Da “Ventimila leghe sotto i mari” di Jules Verne a “Caccia a Ottobre Rosso” di Tom Clancy le storie di sottomarini hanno ispirato la letteratura. E il cinema è andato a rimorchio con film di guerra ma anche con commedie brillanti come “Operazione sottoveste”. Però, per l’ennesima volta, la realtà supera l’immaginazione. Lo dimostra “Un piccolo sommergibile due oceani. 1941” di Roberto Bajano (Mursia, 304 pagine, 17 euro). Il format è quello del romanzo storico e questo rende più avvincente la lettura ma il racconto è quello di un’impresa epica realmente avvenuta durante la seconda guerra mondiale che pochi ricordano e invece merita di essere ricordata. E almeno per una volta non ci sono affondamenti di navi né naufraghi da salvare ma solo l’eccezionale abilità di alcuni marinai.

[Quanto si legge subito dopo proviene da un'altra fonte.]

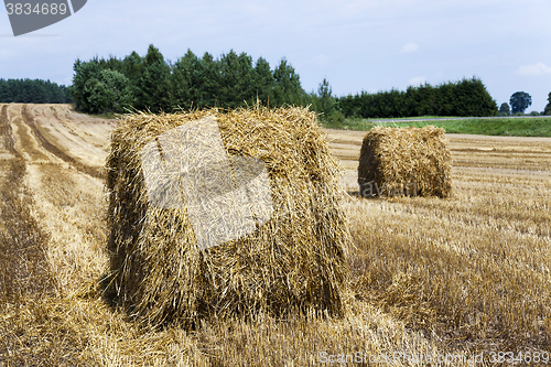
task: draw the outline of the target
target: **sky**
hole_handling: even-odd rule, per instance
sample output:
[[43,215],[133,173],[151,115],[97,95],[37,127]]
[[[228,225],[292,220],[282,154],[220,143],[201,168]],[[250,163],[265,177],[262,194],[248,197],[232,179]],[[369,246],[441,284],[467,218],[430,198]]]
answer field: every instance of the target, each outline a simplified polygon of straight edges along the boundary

Il “piccolo sommergibile” è il “Perla”. Come le altre nove unità della sua classe è un po’ la cenerentola della grande flotta subacquea italiana. Non è adatto alle rotte oceaniche, l’armamento è scarso e perfino le condizioni in cui è costretto a vivere l’equipaggio sono abbastanza precarie. Comunque, tra problemi e incidenti, presta servizio nel Mar Rosso. E si trova in Eritrea, nel porto di Massaua, all’inizio del 1941 quando l’Africa orientale italiana viene conquistata dagli inglesi. Anche il “Perla” sembra destinato alla cattura ma al suo comandante Bruno Napp arriva un ordine quanto meno stravagante: lasciare Massaua e fare rotta a sud attraversando l’Oceano Indiano, superare il Capo di Buona Speranza e risalire l’Atlantico fino a Bordeaux dove fanno base grandi sommergibili italiani e tedeschi. Pare una follia ma Napp, un triestino con l’arte di navigare nel sangue, non si scompone. Chiede il permesso di fare un’ultima doccia calda e si prepara a salpare. Il “Perla” scarica i siluri e tutti i pesi inutili che possono diminuirne l’autonomia e rallentarne il viaggio.
E così il “brutto anatroccolo” della flotta subacquea italiana si trasforma improvvisamente in un cigno. Parte da Massaua il primo marzo 1941. Non essendo un sottomarino deve navigare quasi sempre in superficie e infatti viene avvistato e attaccato da un aereo inglese ma ne esce fortunatamente senza danni. L’impresa eccezionale che il “Perla” sta compiendo suscita l’ammirazione dei tedeschi che con le loro navi corsare lo riforniscono due volte in mezzo all’oceano. Alla fine Napp, l’ufficiale di rotta Elio Sandroni e il loro equipaggio entrano tra gli applausi nel porto di Bordeaux. Hanno percorso più di 13 mila miglia e circumnavigato l’Africa e costeggiato la penisola iberica in ottantuno giorni. Per la sua indiscutibile abilità Bruno Napp viene inviato a insegnare ai futuri comandanti di sommergibile. Soltanto i sommergibili più grandi erano stati in grado di fare una simile traversata. Ma l’epopea del “Perla” che Bajano racconta finisce qui. Dopo alcuni mesi di inattività viene rimandato in zona di guerra e nel Mediterraneo non ha la stessa fortuna che ha avuto nei due oceani. Nel 1942 al largo di Creta ha la peggio nello scontro con una nave inglese e sta per autoaffondarsi per non essere catturato dal nemico. Ma i britannici riescono a impedirlo e il “Perla” viene attentamente studiato dagli esperti della Royal Navy. L’impresa mitica di quel piccolo sommergibile capace di circumnavigare l’Africa aveva impressionato anche loro.